I link della settimana (#42)
(i) AI girlfriends are ruining an entire generation of men (Liberty Vitter, The Hill, 26 settembre 2023). Possiamo aggiungere un nuovo tecno-panico: le “fidanzate virtuali”. Si era già intravisto qualcosa con il film Lei qualche anno fa, ma ora, grazie allo sviluppo dei large language models, alcuni pensano che questa potrebbe diventare una realtà. Per il momento i toni dell’articolo - già del titolo - sembrano quantomeno esagerati, dati quelli che, realisticamente, possono essere gli utilizzi.
(ii) Unpicking The Myth of Social Media Addiction (Isobel Asher Hamilton, The Daily Upside, 10 Settembre 2023). Ne abbiamo già parlato, ma questo è un articolo utile sui problemi di usare un concetto come “dipendenza” quando si parla di social media. Un altro aspetto interessante è che, nella maggior parte dei casi, sono le stesse persone che lavorano nei social media che hanno diffuso questa idea. Ho sempre pensato che i maggiori critici e i maggiori sostenitori finiscano entrambi per incontrasi a commettere lo stesso errore, ossia sopravvalutare (in bene o in male) gli effetti della nostra vita online.
(iii) The puzzle of misinformation: Exposure to unreliable content in the United States is higher among the better informed (Alvin Zhou et al., New Media and Society, 26 Settembre 2023). Ancora sul fatto che la disinformazione online sia un fenomeno complesso, come i suoi possibili effetti. Osservando il comportamento online di 140,000 persone, i ricercatori hanno visto che chi vede più disinformazione vede anche più informazioni in generale, quindi non è chiaro quali siano gli effetti.

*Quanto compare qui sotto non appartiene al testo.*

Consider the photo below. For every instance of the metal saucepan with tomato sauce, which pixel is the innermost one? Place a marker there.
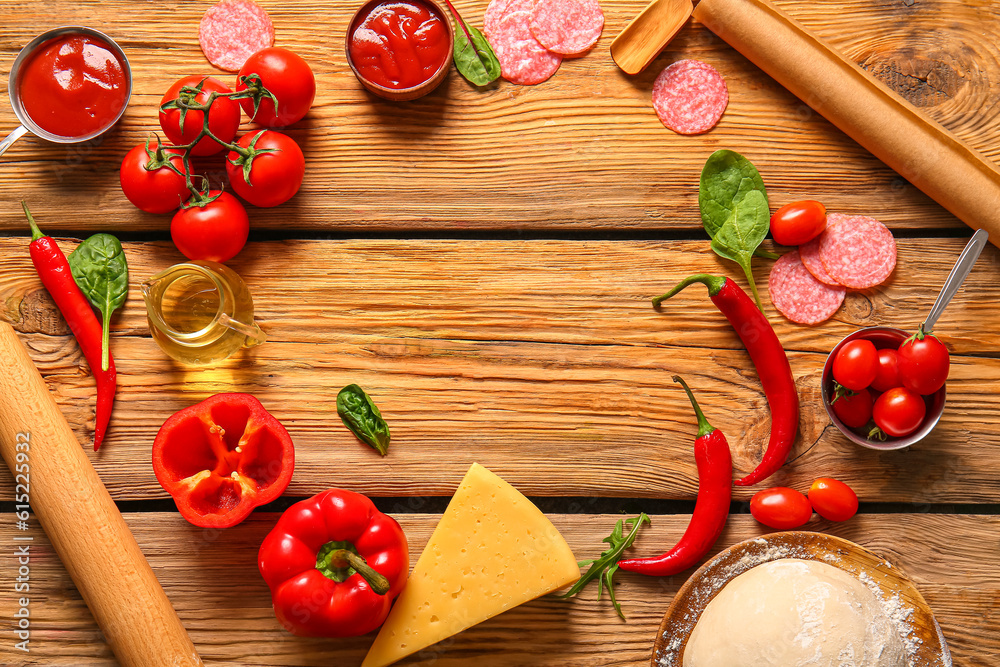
(69, 84)
(400, 49)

(iv) All the President’s Lies: Repeated False Claims and Public Opinion (Raunak M Pillai et al., Public Opinion Quarterly, 15 Settembre 2023). Un’idea molto diffusa è che più un messaggio viene ripetuto, più tendiamo a credere che sia vero. Se continuano a ripeterci che gli elefanti volano, finiremo per crederci. Questa idea ha un chiaro appeal intuitivo (anche tra gli psicologi sociali) ma quanto funziona? Questo articolo l’ha testata utilizzando un maestro della ripetizione di false dichiarazioni, e con un grande pubblico: l’ex-presidente USA Donald Trump. I risultati sono interessanti: i sostenitori di Trump in effetti tendevano a ritenere più vere le affermazioni (false) del presidente più venivano ripetute, ma non c’era nessun effetto per i democratici. Insomma, perché la ripetizione funzioni ci dovete già un po’ credere, il che a me suggerisce che la ripetizione non funzioni di per sé.
(v) Which Humans? (Mohammad Atari et al., PsyArxiv preprint, 22 Settembre 2023). I large language models, come ChatGPT, vengono ormai utilizzati da milioni di persone. Parte del loro successo deriva dal fatto che permettono un’interazione che dà l’impressione di essere “umana”. Le loro risposte sono basate su un’enorme quantità di documenti presi dal web. Siccome questi documenti sono stati per lo più prodotti nelle nazioni occidentali, l’”umanità” dei large language models riflette questa origine: in questo preprint si mostra che le risposte di ChatGPT, in test fatti per misurare la diversità culturale, sono simili a quelle delle popolazioni WEIRD (l’acronimo sta per White, Educated, Industrialized, Rich, and Democratic). Che fare? Forse aumentare la diversità del training set? Ma poi dovranno pure stabilizzarsi in qualche configurazione? Dovremmo avere large language models provenienti da varie parti del mondo con diverse caratteristiche? Chissà.